Deinstitutionalisation of Children with disabilities: challenges and opportunities under the UNCRC, UNCRPD and 2030 Agenda
With Right Livelihood Laureate Yetnebersh Nigussie, Nicolina Milić (moderator), Lazar Stefanovic (speaker) and Rados Keravica (speaker).
22 April 2021 at 1 PM CET
In many countries children with disabilities may not appear in national statistics, becoming ‘invisible’ to decision makers, service providers and the public. The costs of exclusion are significant for both for the individual and for society. Children with disabilities should be at the centre of efforts to build inclusive societies and the ideal setting for them to develop, thrive in, and fulfil their potential to participate as full citizens, is within a family that provides a nurturing and loving atmosphere, or, when necessary, within a community- based care system which is suitable to meet their individual needs and develop and promote their capacities. What are the enabling factors of a successful deinstitutionalisation of children with disability? What is the role of well-designed community service services and education in the inclusion of children with disability?
Ensuring the rights of indigenous children and preserving their culture and special relationship with nature, regional and international examples
WithRight Livelihood Laureate Lottie Cunningham Wren, Natalia Gagliardone (moderator), Juan Wahren (speaker).
29 April 2021 at 4PM CET
In the culture of indigenous people, humans are deeply connected with nature; the two are equal and interdependent. Climate change is hampering this mutual relation, provoking biodiversity loss. But its connection to another loss – that of indigenous cultures – is rarely mentioned. From animals to insects and plants, biodiversity loss cannot be effectively addressed without tackling the rapid disappearance of indigenous cultures. The two are inextricably linked. Indigenous peoples have passed on traditional knowledge for millennia, how can we teach to children the value of preserving biodiversity? What role indigenous people could play in reaching the SDGs? What international instruments have they at disposal to protect their culture?

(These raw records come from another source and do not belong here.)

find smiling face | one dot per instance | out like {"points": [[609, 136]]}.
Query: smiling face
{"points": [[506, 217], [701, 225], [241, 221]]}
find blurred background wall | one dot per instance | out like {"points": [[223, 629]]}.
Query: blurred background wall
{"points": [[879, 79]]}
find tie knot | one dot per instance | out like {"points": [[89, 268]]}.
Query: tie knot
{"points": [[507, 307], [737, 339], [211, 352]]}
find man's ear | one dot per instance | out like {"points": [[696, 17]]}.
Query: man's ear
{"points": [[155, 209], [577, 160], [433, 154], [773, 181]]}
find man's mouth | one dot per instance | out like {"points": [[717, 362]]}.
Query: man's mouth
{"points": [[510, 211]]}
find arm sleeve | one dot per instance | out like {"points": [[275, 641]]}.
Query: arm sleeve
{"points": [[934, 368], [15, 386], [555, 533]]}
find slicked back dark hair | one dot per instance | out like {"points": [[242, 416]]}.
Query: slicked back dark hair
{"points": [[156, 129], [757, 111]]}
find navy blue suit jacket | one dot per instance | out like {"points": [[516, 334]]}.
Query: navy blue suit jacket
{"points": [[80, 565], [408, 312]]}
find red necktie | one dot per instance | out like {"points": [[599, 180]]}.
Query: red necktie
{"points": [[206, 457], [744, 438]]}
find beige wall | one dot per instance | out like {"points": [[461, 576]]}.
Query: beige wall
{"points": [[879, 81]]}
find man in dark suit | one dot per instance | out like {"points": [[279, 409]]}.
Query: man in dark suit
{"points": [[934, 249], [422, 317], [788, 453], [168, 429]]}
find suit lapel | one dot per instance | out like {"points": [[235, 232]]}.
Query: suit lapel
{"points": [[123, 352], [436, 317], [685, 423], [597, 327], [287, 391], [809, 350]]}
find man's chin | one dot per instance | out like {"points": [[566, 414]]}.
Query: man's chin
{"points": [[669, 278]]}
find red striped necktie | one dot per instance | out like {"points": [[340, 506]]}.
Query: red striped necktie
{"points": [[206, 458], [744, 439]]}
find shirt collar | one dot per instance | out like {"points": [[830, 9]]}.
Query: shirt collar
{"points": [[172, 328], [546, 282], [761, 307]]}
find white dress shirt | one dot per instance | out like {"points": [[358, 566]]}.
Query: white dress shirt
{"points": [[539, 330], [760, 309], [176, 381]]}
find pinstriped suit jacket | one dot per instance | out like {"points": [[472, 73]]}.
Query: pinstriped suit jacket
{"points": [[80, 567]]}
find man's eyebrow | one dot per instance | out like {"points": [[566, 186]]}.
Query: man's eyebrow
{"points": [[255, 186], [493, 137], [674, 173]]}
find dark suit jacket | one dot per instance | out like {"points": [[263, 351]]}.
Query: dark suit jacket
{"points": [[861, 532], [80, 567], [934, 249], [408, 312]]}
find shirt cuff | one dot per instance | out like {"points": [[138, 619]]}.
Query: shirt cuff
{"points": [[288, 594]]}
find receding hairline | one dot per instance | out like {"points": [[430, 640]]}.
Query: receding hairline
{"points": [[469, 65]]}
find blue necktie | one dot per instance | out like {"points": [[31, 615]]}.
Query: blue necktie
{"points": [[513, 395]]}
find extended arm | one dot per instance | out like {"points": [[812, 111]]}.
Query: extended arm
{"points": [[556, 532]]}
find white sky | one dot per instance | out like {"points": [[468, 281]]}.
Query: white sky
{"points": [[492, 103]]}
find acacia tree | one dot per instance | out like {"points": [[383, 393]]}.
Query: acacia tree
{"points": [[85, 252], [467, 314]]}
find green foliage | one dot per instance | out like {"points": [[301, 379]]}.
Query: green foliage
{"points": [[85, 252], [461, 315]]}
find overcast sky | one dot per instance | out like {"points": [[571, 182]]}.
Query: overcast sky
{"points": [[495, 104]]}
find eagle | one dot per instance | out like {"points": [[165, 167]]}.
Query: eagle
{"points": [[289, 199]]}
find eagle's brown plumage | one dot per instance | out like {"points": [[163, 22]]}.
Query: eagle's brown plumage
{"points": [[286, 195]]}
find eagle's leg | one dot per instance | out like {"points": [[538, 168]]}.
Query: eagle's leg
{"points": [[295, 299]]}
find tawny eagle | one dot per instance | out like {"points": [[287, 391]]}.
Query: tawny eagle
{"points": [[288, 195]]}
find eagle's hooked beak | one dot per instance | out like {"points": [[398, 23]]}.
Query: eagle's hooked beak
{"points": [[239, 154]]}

Adaptation to climate change and children’s rights: challenges and opportunities for children participation
With Right Livelihood Laureate Raul Montenegro, Mariam Muradyan (moderator), Shouro Dasgoupta (speaker), Michael Boyland (speaker).
6 May 2021 at 2.30 PM CET
Environmental damage is a pressing human rights challenge, which affects people at any age. Children are particularly vulnerable, due to their evolving physical and mental development and status within society. Children are important agents of change and can directly develop projects on the ground and participate in local, national, and international initiatives and campaigns. What are some of the the effects of both gradual temperature increase and extreme climatic change such as drought and heatwaves on children’s health? What are some of the adaptation measures and targeted action that builds resilience and participation of children and young people? What are the enabling factors and best practices for youth and children to engage in climate change participation?